23 thoughts on “Rare footage: a baby tuatara enters the world

  1. I love tuatara. I’ve seen them a few times when I’ve been to NZ, but I didn’t know about the parietal eye. Such cuties.

    1. More than you can imagine! From the Wikipedia article:

      “Wild tuatara are known to be still reproducing at about 60 years of age; “Henry”, a male tuatara at Southland Museum in Invercargill, New Zealand, became a father (possibly for the first time) on 23 January 2009, at the age of 111.”

      Further comment would be as useless as it would be superfluous…

      1. The downside to Henry’s longevity is that he lives life in the slow lane. Visited him on two separate occasions, two years apart, and I swear he hadn’t moved an inch from his position on the first visit.

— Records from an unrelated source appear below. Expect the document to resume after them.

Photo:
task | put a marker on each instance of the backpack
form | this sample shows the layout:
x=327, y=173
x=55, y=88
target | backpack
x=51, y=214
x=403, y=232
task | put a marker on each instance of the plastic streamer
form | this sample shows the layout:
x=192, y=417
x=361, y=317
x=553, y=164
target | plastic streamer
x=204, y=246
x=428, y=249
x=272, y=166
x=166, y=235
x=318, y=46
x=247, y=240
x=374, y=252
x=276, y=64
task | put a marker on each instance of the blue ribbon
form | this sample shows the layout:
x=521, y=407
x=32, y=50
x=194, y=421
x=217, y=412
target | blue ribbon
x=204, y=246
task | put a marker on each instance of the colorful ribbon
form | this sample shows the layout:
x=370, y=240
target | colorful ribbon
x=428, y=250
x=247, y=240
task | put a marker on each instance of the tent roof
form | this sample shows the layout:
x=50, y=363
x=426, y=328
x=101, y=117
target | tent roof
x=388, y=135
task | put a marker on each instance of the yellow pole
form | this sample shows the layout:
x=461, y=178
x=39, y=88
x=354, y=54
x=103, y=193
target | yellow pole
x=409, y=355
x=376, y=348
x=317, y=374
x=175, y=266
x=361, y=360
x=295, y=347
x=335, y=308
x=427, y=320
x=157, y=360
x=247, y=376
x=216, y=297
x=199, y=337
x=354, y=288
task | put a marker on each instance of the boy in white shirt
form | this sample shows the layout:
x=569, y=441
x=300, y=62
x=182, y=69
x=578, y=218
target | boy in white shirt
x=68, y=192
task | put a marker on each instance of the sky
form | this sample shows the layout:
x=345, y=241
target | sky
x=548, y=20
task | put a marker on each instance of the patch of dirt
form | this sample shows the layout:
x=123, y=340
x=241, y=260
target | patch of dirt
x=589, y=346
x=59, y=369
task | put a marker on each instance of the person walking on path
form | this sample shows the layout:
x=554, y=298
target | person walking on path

  2. I don’t think that the picture showing the parietal eye is of a tuatara. It looks a lot more like the top of a rhinoceros iguana’s head. Most iguanians do bear a parietal eye.
    Had a look on the web, and couldn’t find a good picture of a tuatara’s parietal eye. Even pictures of the skull don’t show an obvious parietal foramen, although it’s there, just ahead of where the two temporal arches converge. A quick look in my own library showed that, externally, the eye is actually really quite inconspicuous in tuataras – it’s a lot easier to see in, for example, most iguanians.

  3. It has its own lens, cornea, retina with rod-like structures, and degenerated nerve connection to the brain, suggesting it evolved from a real eye.

    …or shares developmental pathways with real eyes.

    California fence lizards have a fairly conspicuous parietal eye, as seen here.

    1. A medial parietal eye is basal in craniates – lampreys have them. What we see in tutataras (and lizards) is most likely retained from this basal feature.

    1. I think that the two rows are on separate bones – if you look at the palate, there’s one row on the maxillary (like the rest of us) and it looks as though there is a parallel row on the lateral edge of the palatines.
      Teeth on bones other than the maxillary and mandible aren’t uncommon among the squamates.

  4. Was that egg marked “15” or was that just a coincidence? I watched the video and wondered, then saw it was raised in an incubator, so it could be marked. Is there a special way of marking it as to not disturb it?

  5. For those interested here is a link that describes the programme at Victoria University:

    The tuatara caught on video is the 255th to be hatched at Victoria as part of the programme

    1. That should have been: “http://www.victoria.ac.nz/news/2014/rare-footage-captured-of-tuatara-hatching”

  6. I took photos of an adult Tuatara in Dec 2007 at the Otorohanga Kiwi House. It came out of a burrow right under my feet and stopped just two metres away. I watched it for about half an hour before I was dragged away by my family.

    I don’t know how to post pics here, but if anyone is interested, I have posted one on Twitter. @HeatherHastie

  7. “It has its own lens, cornea, retina with rod-like structures, and degenerated nerve connection to the brain, suggesting it evolved from a real eye.”

    I would like to know more about that parietal eye. It evolved from a real eye? Does that mean that some ancestor had three functional eyes? Is that even possible in higher order animals? Seems to me an eye on top of the head would come in real handy in terms of survival. So why would it evolve away?

  8. Can you see the pareital eye?

    Yes! The parietal eye of tuatara, as in those lizards that have a distinct one and also regular enlarged head scales, is located within the interparietal scale. In the video you can see this scale as a pale lozenge on the midline, just anterior to the row of prominent vertebral scales that starts on the neck, between dark areas on either side. At 1:08 you can see a dark spot in the middle of the interparietal scale. That’s it.